Two Men Sentenced in Horsham Killing Case
Following a three week trial at Hove Crown Court, two men have been sentenced for the killing of father Anthony Williams at a flat in Horsham in September last year.
A jury found 18-year-old Nicholas Bridge (left) guilty of murder, and his accomplice, 20-year-old Daniel Onofeghare (pictured right) guilty of manslaughter at Brighton Crown Court on Friday 13th July. Bridge was given a life long sentence, with a minimum of 24 years served in prison. Onofeghare, who the judge believed was a risk to the general public, was sentenced to a 15-year custodial sentence with a five year extension on licence, of which he will be expected to serve two-thirds in prison.
The murder took place on Tuesday 19th September 2017, when the two killers forced their way into a flat where Anthony Williams, more commonly known as Tony, was socialising with friends. The pair were believed to have been motivated by an altercation that took place between Onofeghare and Tony a few days prior, and were supposedly seeking revenge. Despite emergency services best efforts, Tony was pronounced dead at the scene.
Following a 999 call from Tony’s friends, and reports of two men acting suspiciously elsewhere in Horsham, police were able to act quickly and locate and arrest the murderers at Littlehaven Railway Station. Both Bridge and Onofeghare were charged 4 days later.

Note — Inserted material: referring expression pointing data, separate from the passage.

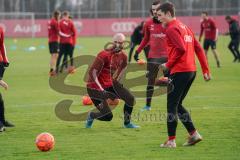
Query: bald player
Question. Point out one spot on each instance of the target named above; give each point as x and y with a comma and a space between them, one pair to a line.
103, 83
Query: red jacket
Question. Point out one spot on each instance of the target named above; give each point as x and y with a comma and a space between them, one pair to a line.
67, 31
53, 31
209, 28
154, 36
181, 47
3, 55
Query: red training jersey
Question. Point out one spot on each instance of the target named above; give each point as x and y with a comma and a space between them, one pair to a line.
67, 31
209, 28
154, 36
106, 65
181, 47
53, 30
3, 54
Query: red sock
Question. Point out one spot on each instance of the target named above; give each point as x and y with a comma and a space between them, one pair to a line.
171, 138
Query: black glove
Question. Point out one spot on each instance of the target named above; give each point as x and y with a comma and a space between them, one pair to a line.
136, 56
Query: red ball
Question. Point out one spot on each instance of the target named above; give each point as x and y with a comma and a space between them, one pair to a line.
86, 100
45, 142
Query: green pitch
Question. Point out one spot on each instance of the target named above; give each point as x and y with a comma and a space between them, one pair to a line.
30, 105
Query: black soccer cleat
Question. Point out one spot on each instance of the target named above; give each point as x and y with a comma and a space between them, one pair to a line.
8, 124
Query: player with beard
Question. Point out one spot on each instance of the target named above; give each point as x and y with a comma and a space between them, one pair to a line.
182, 46
154, 36
53, 40
103, 83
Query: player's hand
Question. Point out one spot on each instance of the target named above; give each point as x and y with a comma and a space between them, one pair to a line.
136, 56
4, 84
207, 76
163, 67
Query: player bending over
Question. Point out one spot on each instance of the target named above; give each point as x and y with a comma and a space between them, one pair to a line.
181, 63
103, 83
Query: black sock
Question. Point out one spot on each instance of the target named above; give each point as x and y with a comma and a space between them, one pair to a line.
149, 95
2, 117
127, 113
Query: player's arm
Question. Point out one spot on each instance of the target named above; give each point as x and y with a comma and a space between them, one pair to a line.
201, 32
202, 59
3, 51
178, 43
95, 69
121, 70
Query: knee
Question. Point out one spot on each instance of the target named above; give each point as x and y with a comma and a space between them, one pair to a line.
108, 117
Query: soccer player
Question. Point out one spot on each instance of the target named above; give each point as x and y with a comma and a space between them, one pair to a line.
181, 45
3, 63
210, 30
136, 39
103, 83
154, 36
67, 32
71, 68
53, 40
234, 31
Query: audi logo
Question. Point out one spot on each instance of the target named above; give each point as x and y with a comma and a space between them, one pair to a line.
123, 26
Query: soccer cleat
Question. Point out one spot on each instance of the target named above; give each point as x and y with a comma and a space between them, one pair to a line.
146, 108
8, 124
2, 128
193, 139
131, 125
89, 121
71, 70
169, 144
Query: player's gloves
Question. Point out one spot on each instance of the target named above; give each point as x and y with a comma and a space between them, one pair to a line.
136, 56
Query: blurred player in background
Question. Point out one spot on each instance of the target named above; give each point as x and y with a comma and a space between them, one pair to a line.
234, 31
103, 83
53, 40
67, 31
154, 36
3, 63
181, 45
210, 30
136, 39
71, 68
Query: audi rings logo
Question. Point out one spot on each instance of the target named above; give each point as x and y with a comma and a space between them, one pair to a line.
3, 26
123, 26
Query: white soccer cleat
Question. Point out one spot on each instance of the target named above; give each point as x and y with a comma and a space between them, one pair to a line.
193, 139
169, 144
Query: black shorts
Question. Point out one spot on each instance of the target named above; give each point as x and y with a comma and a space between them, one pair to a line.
66, 49
209, 42
53, 47
153, 66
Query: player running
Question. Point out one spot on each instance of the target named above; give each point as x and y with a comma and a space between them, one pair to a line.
67, 31
234, 31
210, 30
53, 40
103, 83
136, 39
181, 63
154, 36
3, 63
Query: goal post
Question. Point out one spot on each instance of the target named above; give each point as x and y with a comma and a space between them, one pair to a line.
21, 23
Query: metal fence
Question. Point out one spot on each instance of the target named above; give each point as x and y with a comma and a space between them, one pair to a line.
117, 8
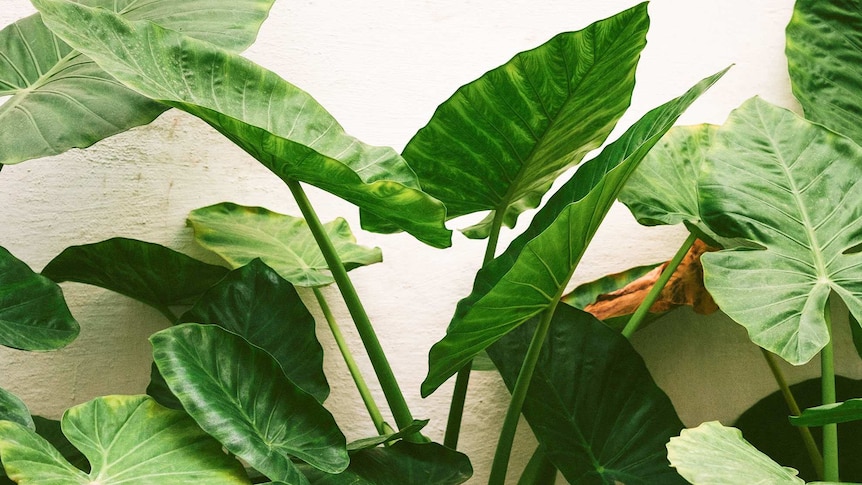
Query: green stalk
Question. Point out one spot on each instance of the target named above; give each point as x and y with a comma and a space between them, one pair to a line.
459, 394
361, 385
519, 395
827, 381
388, 383
810, 445
641, 313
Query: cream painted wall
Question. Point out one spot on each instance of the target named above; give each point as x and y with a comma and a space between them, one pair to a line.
381, 68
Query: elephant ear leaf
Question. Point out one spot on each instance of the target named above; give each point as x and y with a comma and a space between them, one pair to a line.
824, 55
61, 99
33, 312
280, 125
791, 188
499, 142
127, 439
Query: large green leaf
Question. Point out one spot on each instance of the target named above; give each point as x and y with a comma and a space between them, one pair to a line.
257, 304
33, 313
240, 234
792, 188
592, 404
277, 123
824, 57
127, 439
499, 142
239, 394
530, 276
712, 454
62, 100
403, 463
147, 272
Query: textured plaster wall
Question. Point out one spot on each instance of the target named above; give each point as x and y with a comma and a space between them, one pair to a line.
381, 67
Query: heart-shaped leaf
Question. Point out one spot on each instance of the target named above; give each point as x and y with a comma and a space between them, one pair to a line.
712, 454
277, 123
530, 276
127, 439
33, 313
147, 272
592, 404
240, 234
62, 100
499, 142
400, 464
239, 394
792, 188
257, 304
824, 55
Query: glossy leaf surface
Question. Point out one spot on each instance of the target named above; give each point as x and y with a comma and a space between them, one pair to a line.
499, 142
530, 276
592, 403
62, 100
792, 188
147, 272
127, 439
33, 313
400, 464
277, 123
239, 394
285, 243
824, 55
257, 304
712, 454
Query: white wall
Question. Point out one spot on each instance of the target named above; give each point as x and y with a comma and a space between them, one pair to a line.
381, 68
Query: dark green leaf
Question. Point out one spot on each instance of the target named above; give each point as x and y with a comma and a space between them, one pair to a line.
792, 188
127, 439
257, 304
499, 142
275, 122
592, 404
33, 313
403, 463
239, 394
532, 273
147, 272
62, 100
824, 55
285, 243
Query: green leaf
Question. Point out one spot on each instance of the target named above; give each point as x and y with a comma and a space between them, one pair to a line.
592, 404
530, 276
499, 142
285, 243
33, 313
841, 412
255, 303
712, 454
62, 100
12, 408
239, 394
792, 188
403, 463
275, 122
824, 55
127, 439
147, 272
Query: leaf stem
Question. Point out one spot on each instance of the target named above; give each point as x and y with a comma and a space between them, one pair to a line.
519, 395
459, 394
807, 438
827, 382
388, 383
355, 373
642, 310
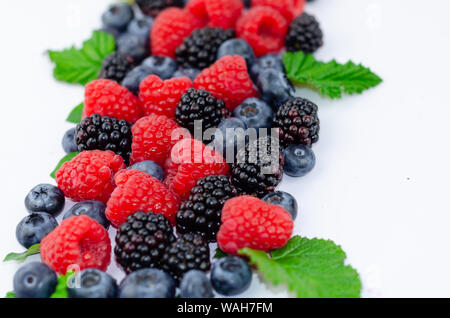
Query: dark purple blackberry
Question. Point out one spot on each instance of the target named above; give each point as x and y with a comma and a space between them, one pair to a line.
142, 241
200, 49
188, 252
304, 34
154, 7
258, 168
104, 133
198, 104
115, 67
298, 122
202, 212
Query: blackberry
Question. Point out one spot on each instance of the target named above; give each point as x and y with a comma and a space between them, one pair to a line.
202, 212
188, 252
200, 49
200, 105
298, 122
258, 168
115, 67
154, 7
104, 133
304, 34
142, 241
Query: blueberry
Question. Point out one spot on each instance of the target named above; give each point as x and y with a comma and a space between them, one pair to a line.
34, 227
150, 168
274, 87
45, 198
93, 283
255, 113
283, 199
93, 209
118, 16
162, 66
196, 284
134, 78
190, 73
269, 61
147, 283
298, 160
68, 142
132, 45
34, 280
141, 27
231, 276
237, 47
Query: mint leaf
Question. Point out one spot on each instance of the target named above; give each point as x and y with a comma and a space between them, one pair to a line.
81, 66
76, 114
331, 79
309, 267
66, 158
20, 257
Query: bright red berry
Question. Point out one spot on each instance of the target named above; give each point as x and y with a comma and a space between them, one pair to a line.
170, 29
153, 138
162, 97
108, 98
289, 9
264, 29
250, 222
227, 79
89, 176
190, 161
138, 191
217, 13
77, 241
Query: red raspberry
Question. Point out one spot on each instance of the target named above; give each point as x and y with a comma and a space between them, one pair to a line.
250, 222
80, 241
138, 191
162, 97
289, 9
227, 79
108, 98
190, 161
89, 176
153, 138
217, 13
170, 29
264, 29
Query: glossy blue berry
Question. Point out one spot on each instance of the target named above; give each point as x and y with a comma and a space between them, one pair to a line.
45, 198
147, 283
92, 283
231, 276
151, 168
93, 209
34, 280
299, 160
195, 284
283, 199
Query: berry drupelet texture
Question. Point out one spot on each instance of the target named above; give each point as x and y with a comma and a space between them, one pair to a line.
199, 50
202, 212
105, 133
298, 122
142, 241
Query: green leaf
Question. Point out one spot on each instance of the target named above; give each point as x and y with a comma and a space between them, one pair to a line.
312, 268
20, 257
66, 158
331, 79
76, 114
61, 288
81, 66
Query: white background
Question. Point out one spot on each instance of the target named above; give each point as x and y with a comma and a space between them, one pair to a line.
381, 185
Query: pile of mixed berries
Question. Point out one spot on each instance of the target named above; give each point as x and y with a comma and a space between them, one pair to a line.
141, 170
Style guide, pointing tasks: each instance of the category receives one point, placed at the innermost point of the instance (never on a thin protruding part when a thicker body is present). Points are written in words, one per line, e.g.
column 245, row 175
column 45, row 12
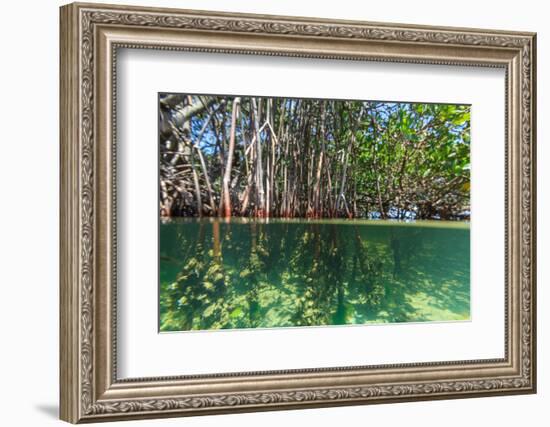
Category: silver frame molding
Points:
column 90, row 37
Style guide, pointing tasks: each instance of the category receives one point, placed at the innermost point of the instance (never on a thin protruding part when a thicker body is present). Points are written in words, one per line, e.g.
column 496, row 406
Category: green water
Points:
column 216, row 274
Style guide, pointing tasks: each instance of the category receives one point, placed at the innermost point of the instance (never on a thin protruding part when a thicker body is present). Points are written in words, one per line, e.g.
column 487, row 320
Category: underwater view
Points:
column 297, row 212
column 218, row 274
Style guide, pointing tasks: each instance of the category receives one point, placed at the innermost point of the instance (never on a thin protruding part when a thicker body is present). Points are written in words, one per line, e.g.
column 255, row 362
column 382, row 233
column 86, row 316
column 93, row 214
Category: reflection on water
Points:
column 256, row 274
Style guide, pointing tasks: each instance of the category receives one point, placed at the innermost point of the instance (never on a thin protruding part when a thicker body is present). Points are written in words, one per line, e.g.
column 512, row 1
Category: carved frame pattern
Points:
column 80, row 401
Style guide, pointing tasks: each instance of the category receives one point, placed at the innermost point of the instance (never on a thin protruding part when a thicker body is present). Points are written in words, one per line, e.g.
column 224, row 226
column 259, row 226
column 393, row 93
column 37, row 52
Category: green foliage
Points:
column 315, row 158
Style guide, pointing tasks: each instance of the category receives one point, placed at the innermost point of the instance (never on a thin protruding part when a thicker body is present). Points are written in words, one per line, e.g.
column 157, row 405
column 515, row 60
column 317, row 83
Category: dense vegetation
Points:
column 283, row 157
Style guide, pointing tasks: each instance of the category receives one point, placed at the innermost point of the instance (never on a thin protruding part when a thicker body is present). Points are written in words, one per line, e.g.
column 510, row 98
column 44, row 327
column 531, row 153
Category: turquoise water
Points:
column 217, row 274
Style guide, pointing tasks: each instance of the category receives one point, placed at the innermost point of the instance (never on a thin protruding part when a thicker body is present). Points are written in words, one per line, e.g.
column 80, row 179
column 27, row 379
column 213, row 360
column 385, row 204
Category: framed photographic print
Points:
column 266, row 212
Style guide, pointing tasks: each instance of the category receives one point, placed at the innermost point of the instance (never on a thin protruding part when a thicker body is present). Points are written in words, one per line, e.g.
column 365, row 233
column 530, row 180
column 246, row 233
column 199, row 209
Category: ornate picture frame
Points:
column 90, row 37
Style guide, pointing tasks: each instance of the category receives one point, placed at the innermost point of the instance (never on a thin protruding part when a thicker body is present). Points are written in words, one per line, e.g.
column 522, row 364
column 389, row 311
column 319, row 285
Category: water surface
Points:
column 217, row 274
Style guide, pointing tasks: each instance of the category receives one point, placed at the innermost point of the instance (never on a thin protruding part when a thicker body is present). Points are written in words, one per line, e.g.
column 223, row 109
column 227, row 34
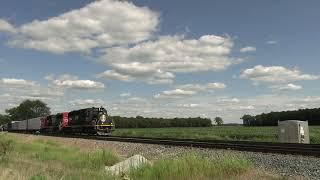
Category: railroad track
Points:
column 266, row 147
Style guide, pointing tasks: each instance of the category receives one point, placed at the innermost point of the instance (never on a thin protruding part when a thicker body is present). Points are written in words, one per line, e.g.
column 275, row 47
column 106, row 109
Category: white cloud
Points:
column 103, row 23
column 248, row 49
column 188, row 90
column 228, row 100
column 69, row 81
column 112, row 74
column 275, row 75
column 188, row 105
column 202, row 87
column 156, row 61
column 176, row 93
column 87, row 102
column 125, row 94
column 6, row 27
column 287, row 87
column 17, row 82
column 272, row 42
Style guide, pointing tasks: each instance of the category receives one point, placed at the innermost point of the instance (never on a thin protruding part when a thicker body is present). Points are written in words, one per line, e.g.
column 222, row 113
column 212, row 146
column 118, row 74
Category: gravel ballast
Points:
column 299, row 167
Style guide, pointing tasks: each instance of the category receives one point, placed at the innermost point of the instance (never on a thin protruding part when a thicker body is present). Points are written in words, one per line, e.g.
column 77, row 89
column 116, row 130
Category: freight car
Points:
column 90, row 121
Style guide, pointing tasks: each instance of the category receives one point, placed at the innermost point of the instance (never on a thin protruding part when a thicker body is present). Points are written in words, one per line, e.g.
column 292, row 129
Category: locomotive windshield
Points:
column 103, row 117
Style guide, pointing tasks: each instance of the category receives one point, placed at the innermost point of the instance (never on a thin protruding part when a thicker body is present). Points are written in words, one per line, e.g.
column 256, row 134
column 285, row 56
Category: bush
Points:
column 6, row 146
column 193, row 166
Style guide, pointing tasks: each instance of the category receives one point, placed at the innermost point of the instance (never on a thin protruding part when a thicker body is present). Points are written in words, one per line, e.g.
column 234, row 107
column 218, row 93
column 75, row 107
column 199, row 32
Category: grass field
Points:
column 39, row 159
column 267, row 134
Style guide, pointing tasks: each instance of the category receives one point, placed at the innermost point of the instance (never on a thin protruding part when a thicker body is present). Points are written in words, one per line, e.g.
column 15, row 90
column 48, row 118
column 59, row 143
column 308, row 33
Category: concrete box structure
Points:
column 293, row 131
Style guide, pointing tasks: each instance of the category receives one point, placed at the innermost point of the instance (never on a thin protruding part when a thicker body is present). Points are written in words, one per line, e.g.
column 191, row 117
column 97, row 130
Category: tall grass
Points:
column 192, row 166
column 41, row 159
column 266, row 134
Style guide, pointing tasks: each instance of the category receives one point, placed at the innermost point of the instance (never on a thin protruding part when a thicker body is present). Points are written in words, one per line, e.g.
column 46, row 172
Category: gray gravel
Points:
column 295, row 166
column 298, row 167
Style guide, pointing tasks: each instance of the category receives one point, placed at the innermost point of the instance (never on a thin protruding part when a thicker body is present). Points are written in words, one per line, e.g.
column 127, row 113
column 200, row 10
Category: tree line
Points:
column 145, row 122
column 35, row 108
column 272, row 118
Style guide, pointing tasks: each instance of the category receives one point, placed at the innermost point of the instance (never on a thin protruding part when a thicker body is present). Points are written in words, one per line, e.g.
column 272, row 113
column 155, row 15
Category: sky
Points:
column 161, row 58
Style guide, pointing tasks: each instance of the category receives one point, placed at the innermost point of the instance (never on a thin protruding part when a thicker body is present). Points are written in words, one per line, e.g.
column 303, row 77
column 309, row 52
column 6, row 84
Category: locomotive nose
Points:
column 103, row 118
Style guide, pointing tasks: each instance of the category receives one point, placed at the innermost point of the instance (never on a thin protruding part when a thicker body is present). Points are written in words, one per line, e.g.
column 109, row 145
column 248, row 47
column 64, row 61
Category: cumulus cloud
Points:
column 72, row 82
column 6, row 27
column 287, row 87
column 248, row 49
column 275, row 75
column 228, row 100
column 99, row 24
column 202, row 87
column 17, row 82
column 156, row 61
column 272, row 42
column 125, row 94
column 86, row 102
column 188, row 90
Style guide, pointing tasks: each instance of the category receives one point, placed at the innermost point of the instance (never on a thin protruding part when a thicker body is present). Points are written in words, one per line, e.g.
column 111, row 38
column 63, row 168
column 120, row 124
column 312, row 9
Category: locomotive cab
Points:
column 104, row 123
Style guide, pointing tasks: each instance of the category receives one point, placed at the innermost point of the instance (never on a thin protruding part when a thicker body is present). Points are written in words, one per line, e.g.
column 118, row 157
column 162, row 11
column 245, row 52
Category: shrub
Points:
column 6, row 146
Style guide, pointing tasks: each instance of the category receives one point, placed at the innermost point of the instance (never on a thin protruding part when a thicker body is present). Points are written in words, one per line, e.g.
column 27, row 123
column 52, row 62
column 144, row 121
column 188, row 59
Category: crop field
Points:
column 266, row 134
column 40, row 159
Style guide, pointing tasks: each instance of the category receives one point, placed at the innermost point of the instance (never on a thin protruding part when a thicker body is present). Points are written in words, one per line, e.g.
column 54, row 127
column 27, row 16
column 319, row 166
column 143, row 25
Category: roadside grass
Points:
column 40, row 159
column 261, row 134
column 46, row 159
column 192, row 166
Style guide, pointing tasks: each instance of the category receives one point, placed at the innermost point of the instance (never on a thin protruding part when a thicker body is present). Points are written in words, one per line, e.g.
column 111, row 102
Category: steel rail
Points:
column 265, row 147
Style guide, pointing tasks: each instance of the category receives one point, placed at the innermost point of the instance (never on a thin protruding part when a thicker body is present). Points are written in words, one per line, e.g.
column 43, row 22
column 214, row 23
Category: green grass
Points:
column 41, row 159
column 267, row 134
column 192, row 166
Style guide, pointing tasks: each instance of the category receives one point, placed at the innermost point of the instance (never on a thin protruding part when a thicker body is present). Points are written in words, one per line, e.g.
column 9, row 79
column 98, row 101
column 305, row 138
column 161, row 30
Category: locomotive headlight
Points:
column 103, row 118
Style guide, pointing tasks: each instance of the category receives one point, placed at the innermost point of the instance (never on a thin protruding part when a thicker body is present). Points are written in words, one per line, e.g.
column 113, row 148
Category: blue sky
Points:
column 161, row 58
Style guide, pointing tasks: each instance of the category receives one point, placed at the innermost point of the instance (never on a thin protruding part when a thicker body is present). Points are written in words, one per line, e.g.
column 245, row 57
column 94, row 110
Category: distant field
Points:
column 268, row 134
column 36, row 158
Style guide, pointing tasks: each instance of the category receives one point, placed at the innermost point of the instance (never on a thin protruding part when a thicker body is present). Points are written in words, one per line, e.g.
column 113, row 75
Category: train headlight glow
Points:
column 103, row 118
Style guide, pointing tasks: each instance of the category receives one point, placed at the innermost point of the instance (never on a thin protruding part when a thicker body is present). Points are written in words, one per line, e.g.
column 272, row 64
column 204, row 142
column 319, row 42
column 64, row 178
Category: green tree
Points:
column 28, row 109
column 218, row 121
column 4, row 119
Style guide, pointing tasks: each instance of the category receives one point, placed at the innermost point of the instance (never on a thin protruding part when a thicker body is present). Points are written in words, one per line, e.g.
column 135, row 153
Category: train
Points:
column 93, row 120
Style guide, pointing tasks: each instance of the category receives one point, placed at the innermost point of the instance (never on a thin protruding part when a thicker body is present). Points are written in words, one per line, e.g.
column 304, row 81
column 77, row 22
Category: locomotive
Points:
column 90, row 121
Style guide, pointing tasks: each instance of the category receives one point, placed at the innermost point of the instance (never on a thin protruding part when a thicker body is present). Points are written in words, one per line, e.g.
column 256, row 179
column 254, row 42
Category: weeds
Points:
column 193, row 166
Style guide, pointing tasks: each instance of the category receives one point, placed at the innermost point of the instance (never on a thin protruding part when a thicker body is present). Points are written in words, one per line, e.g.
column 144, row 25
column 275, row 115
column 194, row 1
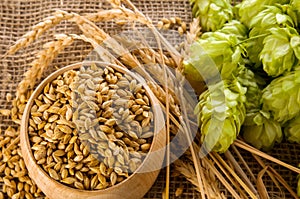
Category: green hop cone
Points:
column 213, row 14
column 295, row 6
column 221, row 113
column 292, row 130
column 282, row 97
column 261, row 131
column 271, row 16
column 281, row 51
column 213, row 54
column 236, row 28
column 248, row 9
column 249, row 80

During the trial the suspects attempted to deny their intent, and claimed that they had acted in self defence and that the murder weapon actually belonged to the victim. The prosecution were able to disprove this claim by using recordings of a prison phone conversation where Onofeghere discusses who owned the knife.
Anthony Williams have released a moving tribute, in which they describe Tony as being “kind, wise and caring […] He was a doting father of three beautiful boys, very family orientated and a loving partner. He was a friend to many and would often help people in need, including taking soup and blankets to the homeless. Even through his own struggles he would always put the needs of others before himself.”
Detective Chief Inspector Emma Heater, who led the who led the investigation for the Surrey and Sussex Major Crime Team has also released a statement on the sentencing: “Although these convictions can never undo what Bridge and Onofeghare did, I hope it will bring some justice for Tony’s family and friends. This was a horrific planned and targeted attack by a teenager and a young man.”
At the end of the sentencing, Judge Jeremy Gold QC also expressed his condolences to Anthony Williams’ family.